Comb the internet for information, spend time observing and collect. Connect the dots.

After a couple of hours inside the UPS container, and given that we knew the software that was running on the servers there, we were able to gain SYSTEM access, and prepare a few pieces of malware that would be spread throughout the network and allow us to gain further access. We exited, closed the door and slowly walked out to the perimeter fence, passing under a security camera that was pointing in the wrong direction, and out to the parking lot. A fast walk for about 200 meters and we were in the next building. A factory that was pretty empty at this time of the night.
We sat on our car, and as the sun was beginning to come up, we observed as the early riserr were arriving to work. We had Z and GY in the office waiting for any connection back during the day. So, our work was done. Now coffee.

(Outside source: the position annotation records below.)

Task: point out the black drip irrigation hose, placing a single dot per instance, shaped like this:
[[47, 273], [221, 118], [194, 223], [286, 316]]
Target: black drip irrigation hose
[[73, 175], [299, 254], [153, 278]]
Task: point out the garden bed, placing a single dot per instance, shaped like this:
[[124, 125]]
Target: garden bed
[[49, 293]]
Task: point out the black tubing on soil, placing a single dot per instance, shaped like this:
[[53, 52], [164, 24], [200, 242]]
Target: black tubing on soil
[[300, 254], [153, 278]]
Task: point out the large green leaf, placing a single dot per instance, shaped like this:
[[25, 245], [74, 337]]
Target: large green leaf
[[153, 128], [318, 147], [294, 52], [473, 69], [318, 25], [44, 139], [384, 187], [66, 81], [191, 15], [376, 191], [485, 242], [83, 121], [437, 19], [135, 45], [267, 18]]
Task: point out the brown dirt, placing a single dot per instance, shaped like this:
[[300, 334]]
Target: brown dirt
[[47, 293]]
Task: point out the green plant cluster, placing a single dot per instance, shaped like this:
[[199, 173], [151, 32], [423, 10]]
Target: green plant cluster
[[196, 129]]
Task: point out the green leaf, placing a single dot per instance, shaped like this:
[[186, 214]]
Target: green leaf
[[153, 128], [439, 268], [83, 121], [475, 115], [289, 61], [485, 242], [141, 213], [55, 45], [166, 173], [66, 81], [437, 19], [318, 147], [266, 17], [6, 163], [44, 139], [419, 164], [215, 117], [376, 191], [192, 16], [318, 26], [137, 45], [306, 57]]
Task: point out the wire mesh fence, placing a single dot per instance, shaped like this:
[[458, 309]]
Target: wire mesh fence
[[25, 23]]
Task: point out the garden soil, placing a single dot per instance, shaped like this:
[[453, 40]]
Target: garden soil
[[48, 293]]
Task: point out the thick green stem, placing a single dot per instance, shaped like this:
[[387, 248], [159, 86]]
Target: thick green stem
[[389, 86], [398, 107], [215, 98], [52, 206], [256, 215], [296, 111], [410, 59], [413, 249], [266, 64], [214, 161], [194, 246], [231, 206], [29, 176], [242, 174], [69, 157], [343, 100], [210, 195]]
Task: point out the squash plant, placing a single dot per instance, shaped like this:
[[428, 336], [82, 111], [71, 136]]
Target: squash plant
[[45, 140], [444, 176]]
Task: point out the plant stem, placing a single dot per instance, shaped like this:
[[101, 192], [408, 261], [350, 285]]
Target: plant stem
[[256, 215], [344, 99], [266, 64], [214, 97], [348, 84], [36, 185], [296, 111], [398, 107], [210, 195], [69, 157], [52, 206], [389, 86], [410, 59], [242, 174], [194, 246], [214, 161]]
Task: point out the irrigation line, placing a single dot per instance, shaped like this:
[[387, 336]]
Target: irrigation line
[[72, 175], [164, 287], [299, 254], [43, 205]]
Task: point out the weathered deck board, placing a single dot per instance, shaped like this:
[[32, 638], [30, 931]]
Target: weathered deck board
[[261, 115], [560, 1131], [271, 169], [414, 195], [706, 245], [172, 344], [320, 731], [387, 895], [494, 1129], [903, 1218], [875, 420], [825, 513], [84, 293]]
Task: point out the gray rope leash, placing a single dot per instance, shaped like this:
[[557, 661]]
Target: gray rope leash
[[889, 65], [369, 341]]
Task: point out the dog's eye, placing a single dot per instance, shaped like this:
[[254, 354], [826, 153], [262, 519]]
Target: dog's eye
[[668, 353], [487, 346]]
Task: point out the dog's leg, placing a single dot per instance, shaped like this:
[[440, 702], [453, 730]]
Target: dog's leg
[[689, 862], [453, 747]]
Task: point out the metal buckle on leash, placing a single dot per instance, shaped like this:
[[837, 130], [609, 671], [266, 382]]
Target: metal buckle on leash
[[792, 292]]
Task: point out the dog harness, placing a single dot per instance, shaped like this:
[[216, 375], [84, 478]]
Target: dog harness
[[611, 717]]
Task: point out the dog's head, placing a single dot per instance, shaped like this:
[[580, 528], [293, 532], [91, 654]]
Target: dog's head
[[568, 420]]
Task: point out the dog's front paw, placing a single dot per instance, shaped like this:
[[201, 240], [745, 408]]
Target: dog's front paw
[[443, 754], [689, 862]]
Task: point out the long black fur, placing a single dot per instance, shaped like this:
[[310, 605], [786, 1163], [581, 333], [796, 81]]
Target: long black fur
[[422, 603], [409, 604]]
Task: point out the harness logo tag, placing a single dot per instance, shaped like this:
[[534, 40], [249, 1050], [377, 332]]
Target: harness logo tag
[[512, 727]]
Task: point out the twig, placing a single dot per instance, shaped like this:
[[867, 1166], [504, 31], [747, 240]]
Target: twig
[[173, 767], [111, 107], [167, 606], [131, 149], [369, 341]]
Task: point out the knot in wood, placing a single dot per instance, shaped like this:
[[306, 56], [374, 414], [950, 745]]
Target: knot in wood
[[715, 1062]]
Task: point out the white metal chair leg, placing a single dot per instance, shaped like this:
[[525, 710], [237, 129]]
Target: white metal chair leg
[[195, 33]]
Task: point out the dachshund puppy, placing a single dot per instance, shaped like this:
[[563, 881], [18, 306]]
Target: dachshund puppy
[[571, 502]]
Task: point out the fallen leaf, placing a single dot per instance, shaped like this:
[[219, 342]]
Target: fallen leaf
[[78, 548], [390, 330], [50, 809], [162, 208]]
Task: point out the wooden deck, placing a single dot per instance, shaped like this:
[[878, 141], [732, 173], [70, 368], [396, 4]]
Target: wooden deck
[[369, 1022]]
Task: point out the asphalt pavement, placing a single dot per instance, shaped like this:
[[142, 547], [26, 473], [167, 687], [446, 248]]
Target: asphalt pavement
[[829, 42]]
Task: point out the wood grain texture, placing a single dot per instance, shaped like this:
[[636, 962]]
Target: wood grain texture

The project was successful. The IT people run the usual test on their UPS and when they connected to the server inside the container, a little dropper installed a piece of malware on the IT engineer's computer. From that point onward, we managed to secure multiple access points to their network.
As the final note, and after securing the "OK" from the security director at this company, we shut down one of the UPS's and displayed on all server console screens a message saying: The Red Team was here - all your data are belong to us.

So, spend time doing recon. Spend time knowing the place. In some cases, recon goes hand in hand with site casing. It can help you find observation points (OP), exit routes, and create 2 or more escape plans. Spend time observing. Collect. Learn.

Getting in

So, here's the thing. Sometimes plans are necessary. The complexity of the project really can only be tackled by sitting down and creating a good plan. It's the only way to deal with all the moving parts.

Some others... Well, red team it. You go in, like you belong. You find the one thing that gives you access. You exploit that and you gain the needed foothold.

All you need is the right tools.

Right mindset + right tools + practice = Getting in.